Appurtenant refers to rights or restrictions that run with the land, such as easements and covenants. An appurtenance will either benefit or burden the use or enjoyment of property by its owner and continues to do so when title passes to another.
An appurtenant easement is an easement that runs with the land. (Kazi v. State Farm Fire & Casualty Co. (2001) 24 Cal.4th 871, 881.)
Whether an easement in a given case is appurtenant or in gross is determined mainly by the nature of the right and the intention of the parties creating it. It may be said to be a general rule that an easement is never presumed to attach to the person of the grantee when it can fairly be construed to be appurtenant to some other estate. Whenever the right in question is in its nature an appropriate and useful adjunct of the land owned by the grantee of the easement, having in view his intention as to its use, and there is nothing to show that the parties intended it to be a mere personal right, it will be held to be an easement appurtenant and not in gross. (Balestra v. Button (1942) 54 Cal.App.2d 192, 198.)

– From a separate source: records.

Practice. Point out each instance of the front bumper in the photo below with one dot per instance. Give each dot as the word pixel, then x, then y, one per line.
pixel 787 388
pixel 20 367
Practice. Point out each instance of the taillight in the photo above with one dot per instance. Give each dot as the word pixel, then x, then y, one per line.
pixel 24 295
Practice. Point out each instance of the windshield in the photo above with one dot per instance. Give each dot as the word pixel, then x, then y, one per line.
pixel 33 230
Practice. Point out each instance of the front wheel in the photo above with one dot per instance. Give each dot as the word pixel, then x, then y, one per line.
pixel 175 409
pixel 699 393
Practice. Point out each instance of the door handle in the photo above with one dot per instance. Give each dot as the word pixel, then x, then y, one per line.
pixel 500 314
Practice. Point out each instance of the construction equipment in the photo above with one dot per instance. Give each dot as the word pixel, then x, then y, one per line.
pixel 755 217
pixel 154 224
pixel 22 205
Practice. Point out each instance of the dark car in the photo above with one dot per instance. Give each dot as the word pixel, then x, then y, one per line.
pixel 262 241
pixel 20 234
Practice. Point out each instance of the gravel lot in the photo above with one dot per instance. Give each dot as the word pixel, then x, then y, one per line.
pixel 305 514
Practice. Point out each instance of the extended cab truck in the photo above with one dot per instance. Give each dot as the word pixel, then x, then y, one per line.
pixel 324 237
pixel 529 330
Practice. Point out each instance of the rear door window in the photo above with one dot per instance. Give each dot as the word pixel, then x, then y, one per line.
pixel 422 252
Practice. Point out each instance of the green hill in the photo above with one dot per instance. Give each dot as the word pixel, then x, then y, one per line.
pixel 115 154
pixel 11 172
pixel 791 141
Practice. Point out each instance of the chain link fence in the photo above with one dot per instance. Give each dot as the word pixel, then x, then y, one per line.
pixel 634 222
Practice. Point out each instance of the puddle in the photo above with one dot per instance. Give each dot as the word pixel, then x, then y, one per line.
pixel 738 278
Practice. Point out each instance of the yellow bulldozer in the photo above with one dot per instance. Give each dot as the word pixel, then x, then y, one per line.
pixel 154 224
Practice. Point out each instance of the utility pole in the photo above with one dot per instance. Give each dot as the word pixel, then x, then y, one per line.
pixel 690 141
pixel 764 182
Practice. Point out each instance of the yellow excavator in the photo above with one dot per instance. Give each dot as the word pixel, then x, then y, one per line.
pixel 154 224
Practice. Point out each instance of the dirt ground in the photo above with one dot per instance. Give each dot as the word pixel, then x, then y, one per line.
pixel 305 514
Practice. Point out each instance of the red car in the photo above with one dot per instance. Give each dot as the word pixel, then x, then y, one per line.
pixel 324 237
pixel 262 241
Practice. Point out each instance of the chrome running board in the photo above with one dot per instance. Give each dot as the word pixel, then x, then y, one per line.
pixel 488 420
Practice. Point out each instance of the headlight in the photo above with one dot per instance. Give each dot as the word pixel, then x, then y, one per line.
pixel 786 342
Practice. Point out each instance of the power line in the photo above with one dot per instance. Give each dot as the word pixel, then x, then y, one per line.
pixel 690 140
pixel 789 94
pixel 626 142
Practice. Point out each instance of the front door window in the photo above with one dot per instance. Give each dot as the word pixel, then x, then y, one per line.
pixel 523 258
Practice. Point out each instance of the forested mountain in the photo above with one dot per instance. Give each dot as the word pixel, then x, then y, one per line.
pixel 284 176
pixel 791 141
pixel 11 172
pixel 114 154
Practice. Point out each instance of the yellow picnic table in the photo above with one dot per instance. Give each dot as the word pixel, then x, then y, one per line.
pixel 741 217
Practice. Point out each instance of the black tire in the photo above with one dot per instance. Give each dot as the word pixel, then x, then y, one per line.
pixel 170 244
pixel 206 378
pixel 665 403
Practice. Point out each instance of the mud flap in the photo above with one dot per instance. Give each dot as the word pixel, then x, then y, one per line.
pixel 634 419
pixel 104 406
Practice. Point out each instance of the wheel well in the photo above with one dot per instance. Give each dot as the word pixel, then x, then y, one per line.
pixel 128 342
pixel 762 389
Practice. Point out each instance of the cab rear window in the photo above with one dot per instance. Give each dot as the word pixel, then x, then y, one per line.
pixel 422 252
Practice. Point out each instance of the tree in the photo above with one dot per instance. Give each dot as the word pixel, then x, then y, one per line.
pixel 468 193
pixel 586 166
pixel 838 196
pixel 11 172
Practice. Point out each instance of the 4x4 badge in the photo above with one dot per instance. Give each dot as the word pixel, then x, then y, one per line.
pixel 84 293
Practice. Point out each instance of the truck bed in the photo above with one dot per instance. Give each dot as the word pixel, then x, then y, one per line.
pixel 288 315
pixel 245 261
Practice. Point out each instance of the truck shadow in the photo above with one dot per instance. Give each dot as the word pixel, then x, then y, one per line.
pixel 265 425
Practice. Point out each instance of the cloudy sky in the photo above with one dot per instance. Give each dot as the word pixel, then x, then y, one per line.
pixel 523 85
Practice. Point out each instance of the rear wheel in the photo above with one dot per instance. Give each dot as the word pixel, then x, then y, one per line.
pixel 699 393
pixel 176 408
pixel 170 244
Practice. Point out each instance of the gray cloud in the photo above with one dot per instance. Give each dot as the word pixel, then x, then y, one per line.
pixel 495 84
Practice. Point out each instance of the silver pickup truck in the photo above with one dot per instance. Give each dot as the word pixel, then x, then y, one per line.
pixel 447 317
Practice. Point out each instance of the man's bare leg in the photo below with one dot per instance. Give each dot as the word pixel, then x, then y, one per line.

An appurtenance is something attached to something else, and has long been used in reference to land and easements. Accordingly, Civil Code § 662 defines an appurtenance to land as a thing deemed to be incidental or appurtenant to land when it is by right used with the land for its benefit, as in the case of a way, or watercourse, or of a passage for light, air, or heat. Thus, "appurtenant" denotes that the water right or interest is attached to land, but does not denote its type or scope. An appurtenant, appropriative water right is one associated with land. A right to water service can also be appurtenant to land. (Abatti v. Imperial Irrigation Dist. (2020) 52 Cal.App.5th 236, 255.)